The Nerve of Some People!
It was pitch black but I could still see the smoke coming out of my ears.
DH and I love to talk before we fall asleep. Everything is quiet and dark and still, our insatiable hunger for one another has been satisfied for the moment and so we lay in the dark and talk. Sounds like every woman's dream man right? I thought so too...at least for the first 20 minutes of the conversation.
I was complaining (again) of my childhood. I think pregnancies tend to do that; make you dig up the past in order to better the future. I was saying how my parents never had me engaged in anything. I never played sports or took gymnastics or dance. I never learned music or how to play an instrument. I didn't get to build homes for the homeless or go on mission trips. For a very short period of my life I took horseback riding lessons (my passion) and then horse camp and I was in heaven. But there was no follow through. I was told lessons and riding were too expensive. After that the only time I got to ride was when it was my birthday.
My mother offered to be a softball mom and I turned it down. I throw like a girl! She also attempted to get me into flower pressing and stamping. After a first class I remember expressing to her the fact that being in there with a bunch of old ladies wasn't really enjoyable for me.
But because I was the quiet child, the one who could play alone and teach herself from the textbooks provided (homeschooling at it's best) I think it was very easy to overlook me. And I was not the child who would ever ask for anything...except if I was allowed to have a piece of gum after lunch, or if I could call one of my 3 friends to see if they could play.
By the time I was ready to branch out on my own I had no self confidence. I had nothing to have any pride about. I had not accomplished anything. I had no aspirations or even a glimpse of how the real world works. I had a passion, a few, but they lay dormant because no one had ever taken the time to encourage them.
My freshman year in college was also my senior year of high school, called duel enrollment. My teacher for my freshman Comp. noticed one of my gifts, my passions, and that is writing. Now, writing comp papers isn't really the passion I mean when I say I love to write. And yet still, wrapped within the layers of the introductions, body paragraphs and conclusions, my gift shown through. My teacher invited me to attend his gifted, AP (whatever it's called) English class. I remember the excitement I felt. I was good enough - and I hadn't even graduated highschool yet! I accepted his offer immediately, my heart and mind racing at the thought of this new challenge. And then I was told that duel enrolled students were not welcome to attend those "higher education" classes.
As I look back now I realize I could have good at so many things if I had had the chance. If someone was to ask me to sum up my childhood in one word I think "boring" would be appropriate. I don't think I ever felt like a child, no cares, no worries, just doing what I loved to do! And doing it well...making my parents proud!

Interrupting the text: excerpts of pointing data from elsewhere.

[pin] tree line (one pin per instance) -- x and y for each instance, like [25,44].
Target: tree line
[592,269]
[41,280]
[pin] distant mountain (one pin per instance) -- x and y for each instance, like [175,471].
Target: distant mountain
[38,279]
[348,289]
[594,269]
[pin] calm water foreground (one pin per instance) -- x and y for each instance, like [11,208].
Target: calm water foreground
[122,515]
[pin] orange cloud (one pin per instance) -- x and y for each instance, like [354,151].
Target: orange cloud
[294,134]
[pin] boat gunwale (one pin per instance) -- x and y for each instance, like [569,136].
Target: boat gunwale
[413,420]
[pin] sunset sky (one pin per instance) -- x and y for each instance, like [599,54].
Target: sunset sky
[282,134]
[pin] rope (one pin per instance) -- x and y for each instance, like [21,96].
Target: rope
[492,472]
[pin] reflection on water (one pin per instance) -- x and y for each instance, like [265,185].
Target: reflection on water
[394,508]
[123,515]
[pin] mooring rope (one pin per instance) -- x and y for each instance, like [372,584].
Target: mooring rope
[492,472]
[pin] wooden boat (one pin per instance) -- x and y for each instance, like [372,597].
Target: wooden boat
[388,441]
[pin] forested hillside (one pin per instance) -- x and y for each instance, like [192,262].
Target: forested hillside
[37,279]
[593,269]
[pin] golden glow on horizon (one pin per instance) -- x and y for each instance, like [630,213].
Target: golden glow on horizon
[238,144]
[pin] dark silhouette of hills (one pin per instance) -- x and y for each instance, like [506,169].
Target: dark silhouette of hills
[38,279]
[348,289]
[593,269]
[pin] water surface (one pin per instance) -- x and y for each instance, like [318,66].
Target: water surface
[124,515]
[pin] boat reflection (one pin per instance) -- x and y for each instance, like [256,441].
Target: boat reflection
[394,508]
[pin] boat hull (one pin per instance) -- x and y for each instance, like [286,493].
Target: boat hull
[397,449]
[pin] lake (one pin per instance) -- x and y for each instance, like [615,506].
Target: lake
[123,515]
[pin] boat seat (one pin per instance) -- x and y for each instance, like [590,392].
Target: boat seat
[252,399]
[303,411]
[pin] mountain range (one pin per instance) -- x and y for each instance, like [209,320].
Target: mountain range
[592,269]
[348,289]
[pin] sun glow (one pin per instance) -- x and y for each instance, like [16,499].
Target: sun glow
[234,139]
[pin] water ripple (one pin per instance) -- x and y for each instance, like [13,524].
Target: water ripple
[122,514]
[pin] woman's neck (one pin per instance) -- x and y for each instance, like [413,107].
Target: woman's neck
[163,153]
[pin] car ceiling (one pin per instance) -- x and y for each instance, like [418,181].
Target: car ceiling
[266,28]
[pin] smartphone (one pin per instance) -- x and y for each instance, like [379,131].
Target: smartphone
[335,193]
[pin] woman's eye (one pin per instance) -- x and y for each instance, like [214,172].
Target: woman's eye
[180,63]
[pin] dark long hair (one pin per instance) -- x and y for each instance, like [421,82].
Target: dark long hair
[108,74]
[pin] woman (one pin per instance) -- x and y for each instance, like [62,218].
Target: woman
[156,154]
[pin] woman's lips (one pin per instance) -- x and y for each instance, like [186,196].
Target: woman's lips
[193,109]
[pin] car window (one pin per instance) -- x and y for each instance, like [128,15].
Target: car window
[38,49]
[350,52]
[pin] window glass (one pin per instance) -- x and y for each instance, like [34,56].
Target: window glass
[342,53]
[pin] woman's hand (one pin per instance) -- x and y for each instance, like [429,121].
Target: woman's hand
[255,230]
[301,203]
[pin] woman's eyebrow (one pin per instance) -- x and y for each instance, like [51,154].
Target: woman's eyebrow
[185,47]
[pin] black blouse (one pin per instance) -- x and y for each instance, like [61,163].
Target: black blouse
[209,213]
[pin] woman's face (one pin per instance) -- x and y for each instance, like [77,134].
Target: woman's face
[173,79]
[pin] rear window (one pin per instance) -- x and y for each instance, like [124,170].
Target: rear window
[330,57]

I want that for my kids! I know it costs money - and I'm willing to make what it takes. I think it is very important for kids to be engaged and I think it is not valued enough in today's society. Those hoodlums in my old neighborhood who spent their afternoons scrawling up the local park and drinking boos and smoking pot might actually make something of themselves if they felt like they could be a part of something bigger than life!
I have no idea if I'm making any sense but it feels good to write it.
So, after this wonderful conversation with my hubby, in which we were in full agreement and getting excited about he futures of our children, he snuggles in next to me. He began to share how exciting his new job is getting. He has connected with a group of wine and gourmet food importers and is helping them build their empire. They recently began importing coffee as well. Evidently (he was telling me) selling coffee takes a lot of knowledge from how it's grown to how is packaged. Ok, guess I can understand that. So, (he continues) they will probably need to take a class on this stuff to better learn how to sell the coffee. Ok, that sounds good too. Then he says, "So, they are thinking of sending me to the classes for a couple of weeks...in Spain!"
Am I supposed to be excited about this?